Casas nos da un indicio de cómo leerla bien al principio de la novela: "Los tranquilizantes tienen mala prensa. Pero qué sería del mundo sin ellos. Cuántos penales errados sin ellos, cuánto dolor fuera de control sin ellos. Alguien tendría que escribirle un poema a los tranquilizantes." (p. 22) La novela quizás es menos una novela que eso, un poema a los tranquilizantes. Un poema coral y complejo sobre los titanes del coco, sobre todas esas personas, todos nosotros, que andan preguntándose, que andamos preguntándonos, quemándonos el coco por cosas: hay "una enfermedad que suele asolar las redacciones: la maquinola del diálogo interno que no para nunca. (...) dale que dale, erosionando el cerebro y la vida" (p. 30); hay un "psicólogo rubio" (p. 37), el whisky, que a veces reemplaza a los tranquilizantes; se descubre que la "tranquilidad (...) casi metafísica que demostraba Aluzino en medio de los cierres estrepitosos se debía a las cajas de Rivo y no una supuesta trascendencia espiritual" (p. 83) y otro personaje "Se hizo un catador de tranquilizantes. Conocía todos, sabía cómo combinarlos con ciertas bebidas. Los disfrutaba." (p. 194)
La novela comienza en la redacción de un diario al borde de grandes cambios (que no se terminan de cerrar en el relato), sigue con una investigación sobre una secta en un secundario (que tampoco termina de cerrar) y termina con un viaje ridículo. Pero si es un poema y no una novela, todo vale. Y si los tranquilizantes valen es porque hay algo previo: en una redacción, hay secciones que te destruyen ("Información General es un lugar que te quema el coco" - p. 85) pero fuera de una redacción también. "Aun hasta las personas decididas, con un nombre y una reputación que funciona, saben que todo está atado con hilos de coser. Que nuestros grandes momentos están pegados con cinta scotch." (p. 143) El terror, los ataques de pánico, vienen del coco: "el terror no viene del espacio exterior, el terror está construido con la materia de nuestra carne, está hecho de nosotros." (p. 27) Todo esto cierra sin cerrar en un capítulo hacia el final, titulado "Teoría del enfrascamiento", un capítulo de siete páginas en un sólo párrafo, que pasa de primera persona a tercera, de un narrador a otro, de vuelta a tercera y donde se pregunta "¿Qué sabemos en realidad de los demás?" (p. 199) "¿Por qué tenemos amigos? ¿Qué es lo que hace que una vida funcione y avance?" (p. 200)

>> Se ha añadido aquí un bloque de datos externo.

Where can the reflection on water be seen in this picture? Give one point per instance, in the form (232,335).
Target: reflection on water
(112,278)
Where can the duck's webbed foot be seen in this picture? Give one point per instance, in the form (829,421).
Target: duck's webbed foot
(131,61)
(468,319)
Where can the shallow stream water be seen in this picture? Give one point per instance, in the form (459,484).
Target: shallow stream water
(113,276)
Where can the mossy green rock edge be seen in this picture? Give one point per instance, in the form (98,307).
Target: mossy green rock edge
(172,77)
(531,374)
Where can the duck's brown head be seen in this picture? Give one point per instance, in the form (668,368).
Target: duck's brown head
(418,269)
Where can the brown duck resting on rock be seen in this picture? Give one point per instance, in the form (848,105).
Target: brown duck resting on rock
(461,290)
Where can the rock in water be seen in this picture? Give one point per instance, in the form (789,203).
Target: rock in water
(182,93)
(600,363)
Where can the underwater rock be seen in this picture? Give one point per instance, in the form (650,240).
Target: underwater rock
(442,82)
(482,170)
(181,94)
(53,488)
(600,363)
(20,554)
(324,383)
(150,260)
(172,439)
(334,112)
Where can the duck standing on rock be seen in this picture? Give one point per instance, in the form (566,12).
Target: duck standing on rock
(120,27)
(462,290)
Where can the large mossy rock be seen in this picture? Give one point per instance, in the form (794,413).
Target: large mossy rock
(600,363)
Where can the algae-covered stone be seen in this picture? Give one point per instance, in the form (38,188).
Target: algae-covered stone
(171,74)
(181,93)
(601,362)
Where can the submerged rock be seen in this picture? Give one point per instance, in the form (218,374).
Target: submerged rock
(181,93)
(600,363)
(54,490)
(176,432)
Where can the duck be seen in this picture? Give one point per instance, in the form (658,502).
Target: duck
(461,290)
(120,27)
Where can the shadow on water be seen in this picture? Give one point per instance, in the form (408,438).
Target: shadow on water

La novela funciona y avanza, sin que uno sepa demasiado por qué. El libro se lee muy bien. La prosa se desliza, pasás de capítulo a capítulo a veces sin entender del todo pero sin que cueste. Cada capítulo tiene lo suyo, personajes que se despliegan en cinco páginas quizás para no volver más. Como no podía ser de otra manera, las referencias culturales de Casas despiertan ternura (me acuerdo del auto de Meteoro, por ejemplo) y no puede dejar de traer a Boedo (y a algún personaje de Los Lemmings también); dice un personaje y dice Casas en referencia a los amigos de Boedo: "Yo pensaba que me había alejado de ellos, pero ellos siempre volvían." (p. 165) Vuelven como las voces de nuestras cabecitas, que nos horadan la existencia, y contra lo cual recurrimos a los tranquilizantes, al whisky, a la literatura, cada uno a lo que puede.